Et la journaliste remarque : « Est rappelée enfin l’autorité de l’évêque sur la célébration de la liturgie dans son territoire. On attend donc avec intérêt le motu proprio annoncé à plusieurs reprises, qui devrait élargir les possibilités de célébrer en rite tridentin : l’exhortation semble poser des limites précises à toute libéralisation du rite préconciliaire ».
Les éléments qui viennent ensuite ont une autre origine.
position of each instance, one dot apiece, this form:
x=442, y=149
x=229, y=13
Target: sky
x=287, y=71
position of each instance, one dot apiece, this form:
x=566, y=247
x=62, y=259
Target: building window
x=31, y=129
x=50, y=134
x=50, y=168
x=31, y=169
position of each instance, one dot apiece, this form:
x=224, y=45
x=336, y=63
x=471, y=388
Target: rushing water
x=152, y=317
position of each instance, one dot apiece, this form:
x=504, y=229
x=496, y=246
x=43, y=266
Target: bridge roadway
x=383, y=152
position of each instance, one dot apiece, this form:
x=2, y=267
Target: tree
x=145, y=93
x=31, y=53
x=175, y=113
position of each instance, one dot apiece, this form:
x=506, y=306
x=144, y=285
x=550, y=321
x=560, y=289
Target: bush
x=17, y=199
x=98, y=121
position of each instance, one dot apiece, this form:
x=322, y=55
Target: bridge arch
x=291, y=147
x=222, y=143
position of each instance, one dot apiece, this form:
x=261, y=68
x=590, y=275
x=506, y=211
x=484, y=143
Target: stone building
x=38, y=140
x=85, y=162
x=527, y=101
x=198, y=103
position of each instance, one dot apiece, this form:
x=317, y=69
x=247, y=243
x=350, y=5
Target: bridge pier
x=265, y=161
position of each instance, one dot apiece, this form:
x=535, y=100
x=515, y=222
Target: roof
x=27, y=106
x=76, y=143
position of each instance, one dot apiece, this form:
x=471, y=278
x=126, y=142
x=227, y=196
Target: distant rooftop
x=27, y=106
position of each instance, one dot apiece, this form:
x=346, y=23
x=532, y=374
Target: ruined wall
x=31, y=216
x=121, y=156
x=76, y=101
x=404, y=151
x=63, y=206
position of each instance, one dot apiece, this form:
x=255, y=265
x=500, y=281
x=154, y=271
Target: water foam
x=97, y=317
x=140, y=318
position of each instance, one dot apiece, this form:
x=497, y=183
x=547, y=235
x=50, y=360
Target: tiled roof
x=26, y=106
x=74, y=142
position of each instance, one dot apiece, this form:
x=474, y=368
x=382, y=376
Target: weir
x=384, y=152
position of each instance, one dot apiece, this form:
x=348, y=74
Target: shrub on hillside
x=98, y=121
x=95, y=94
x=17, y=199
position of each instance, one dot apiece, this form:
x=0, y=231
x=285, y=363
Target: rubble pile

Pour Le Figaro du 14 mars, sous la plume de son correspondant au Vatican, Hervé Yannou, en matière de liturgie « Benoît XVI rappelle le cap ». « Le texte pontifical est sans grande surprise, écrit-il. Le Pape a respecté la règle de la collégialité en reprenant point par point les cinquante propositions qui lui avaient été faites lors du onzième synode des évêques. Benoît XVI a respecté le consensus trouvé au cours de ces « états généraux » où l’ensemble des courants de l’Église, des plus « progressistes » aux plus « conservateurs », avaient pu s’exprimer. Ce texte pontifical risque ainsi de décevoir d’une part ceux qui espéraient des ouvertures en matière de discipline ecclésiastique et d’autre part les catholiques les plus traditionalistes ».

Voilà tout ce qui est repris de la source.